Matt Baxter-Reynolds writes:
I had planned to keep both the iPad mini and my normal, full-sized iPad. In fact, I sold my full-sized iPad within a day of taking delivery of the mini. The mini just seemed to fit what I needed it for perfectly, whereas the full-sized iPad in comparison immediately felt faintly ridiculous.
It's telling that on the one hand a lot of products that seem to sell well in competition with the iPad are already on a "mini" scale:
- Nexus 7 is a popular Android tablet with 7" screen.
- The Kindle Fire tablets are each about that size.
- Samsung has pre-announced an 8" Galaxy Note.
At the same time, it's also telling that smartphones not made by Apple tend to be getting bigger:
- The Lumia 920, is a huge smartphone with a 4.5" screen.
- The Galaxy S III has a 4.8" screen.
- The Galaxy Note II has a 5.6" screen.
As ZDNet points out, there seems to be drift in screen sizes towards devices with screens that are -- for the sake of argument -- around 6" for a smartphone and around 8" for a tablet:
If the iPad mini is selling really well, it may have redefined the "natural" size of a domestic-use tablet as being a smaller device. Apple might have validated the previous decisions by Google to make the Nexus 7 small, and Amazon in making the Kindle Fire tablets small, even though I suspect those previous decisions had more to with the bill of materials than any sense as to the desires of the customer.

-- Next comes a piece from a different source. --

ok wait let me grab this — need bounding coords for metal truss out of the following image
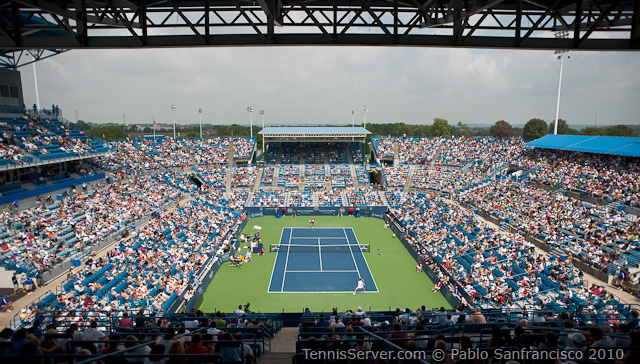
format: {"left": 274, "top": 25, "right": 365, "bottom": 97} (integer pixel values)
{"left": 0, "top": 0, "right": 638, "bottom": 52}
{"left": 0, "top": 49, "right": 67, "bottom": 69}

Microsoft may have a problem here. The smallest Windows 8 or Windows RT tablet that you can buy is "big tablet" sized and no one is making a small Windows 8 tablet. The problem with Microsoft's positioning of Windows in a post-PC world is its (understandable) obsession with Office and with keyboards. This makes life really difficult for an OEM trying to make a small tablet as you'd need to make a very small keyboard to go with it. You're then looking at something more like the now relatively ancient Toshiba Libretto, which might be a tough sell as today that looks an awful lot like a netbook.
Unless one of the OEMs does something amazingly bold, Windows tablets look like they're stuck in a 10" or greater world. That would mean that Microsoft has managed to accidentally entirely miss what seems like an obvious and logically-defensible market shift to smaller tablets in the domestic-use space.